In Qatar, su una popolazione di circa 1.7 milioni di persone, gli indigeni, i ‘veri qatarioti’sono soltanto 225.000. Invece l’ 80% circa della forza lavoro è straniera, proveniente soprattutto dall’India, dal Pakistan, dalle Filippine, dal Bangladesh. Sono lavoratori migranti. Una massa di filippini, nepalesi, pachistani, thailandesi, etiopi, sudanesi di seconda e terza categoria, privi di diritti politici, e sfruttati dai datori di lavoro . Nei cantieri, i turni sono massacranti: 50-55 ore alla settimana per un mensile medio di 500 ryal (circa 100 euro) spesso a temperature insopportabili.

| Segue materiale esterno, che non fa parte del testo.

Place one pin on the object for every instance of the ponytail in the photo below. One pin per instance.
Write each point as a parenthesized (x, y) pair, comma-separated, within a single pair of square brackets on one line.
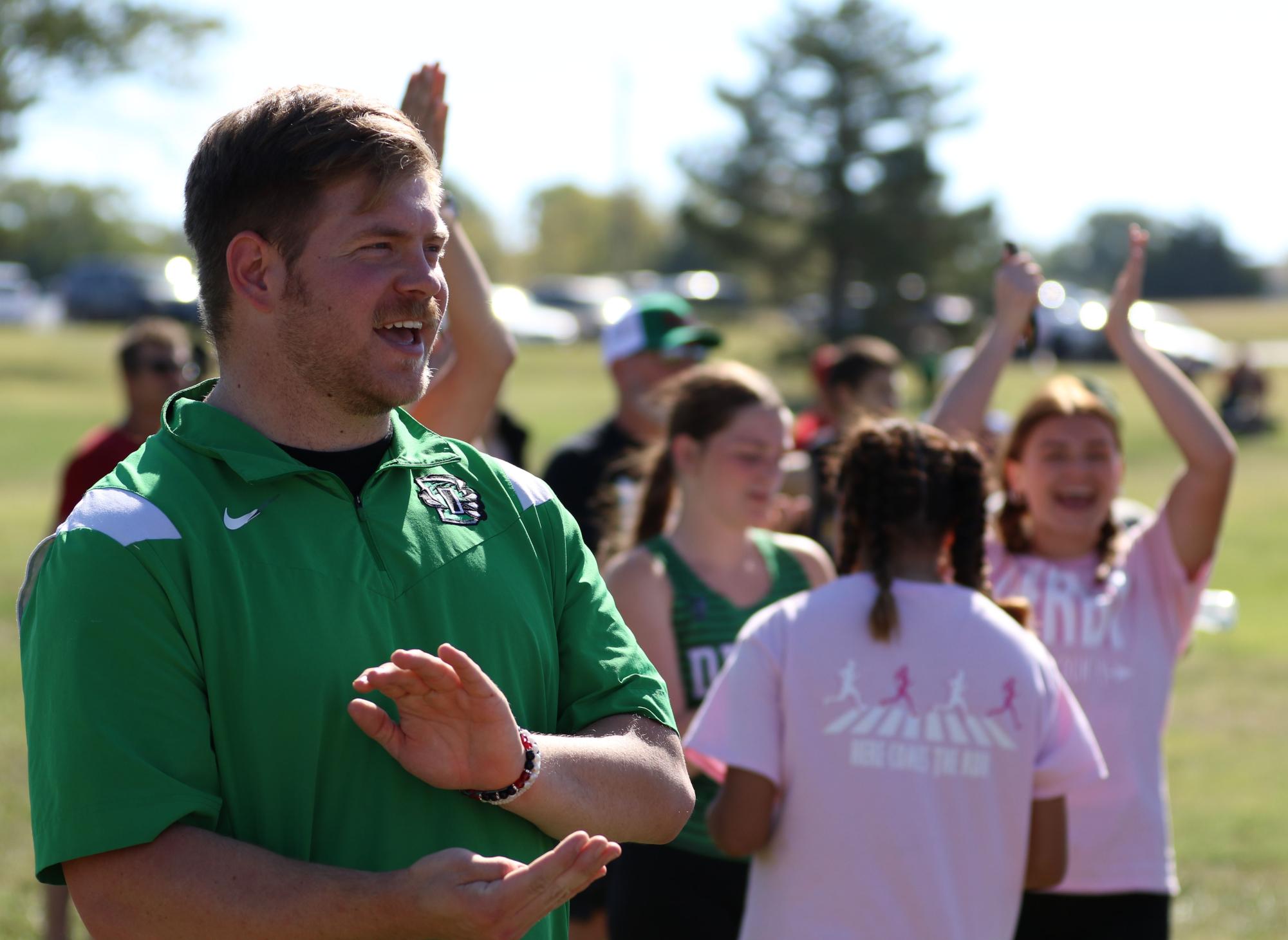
[(658, 492)]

E dall’ultimo rapporto Amnesty risulta che le domestiche immigrate sono spesso vittime di percosse e di violenze sessuali.
Che cosa significa essere poveri e ’schiavi’ in un Paese che la rivista americana Forbes ha appena classificato come il più ricco del mondo grazie all’ aumento dei prezzi del petrolio ed alle riserve di gas naturali? Gli immigrati hanno paura a parlare. Susy, una thailandese, impiegata in un autonoleggio, mi spiega sottovoce che “può perdere il lavoro in qualsiasi momento”. Nessuno la tutela. – E le condizioni di vita? La casa? “Tutto dipende dalla Compagnia” e non vuole aggiungere altro. Certo, ci si può domandare: che cosa accadrebbe se questa massa di gente prendesse il controllo? E allora viene ghettizzata. Discriminata. “Anche se uno di noi sposasse una donna qatariota rimarrebbe straniero, non diventerebbe mai cittadino. E neppure i suoi figli”, aggiunge ancora Rami.
I migranti non hanno la possibilità di integrarsi e sono privi di tutele e di rappresentanza sindacale. Rappresentano soltanto forza lavoro per costruire i bellissimi grattacieli, i centri commerciali strade, gli hotel a cinque stelle in vista dei Mondiali 2022 dell’Emirato più ricco del mondo.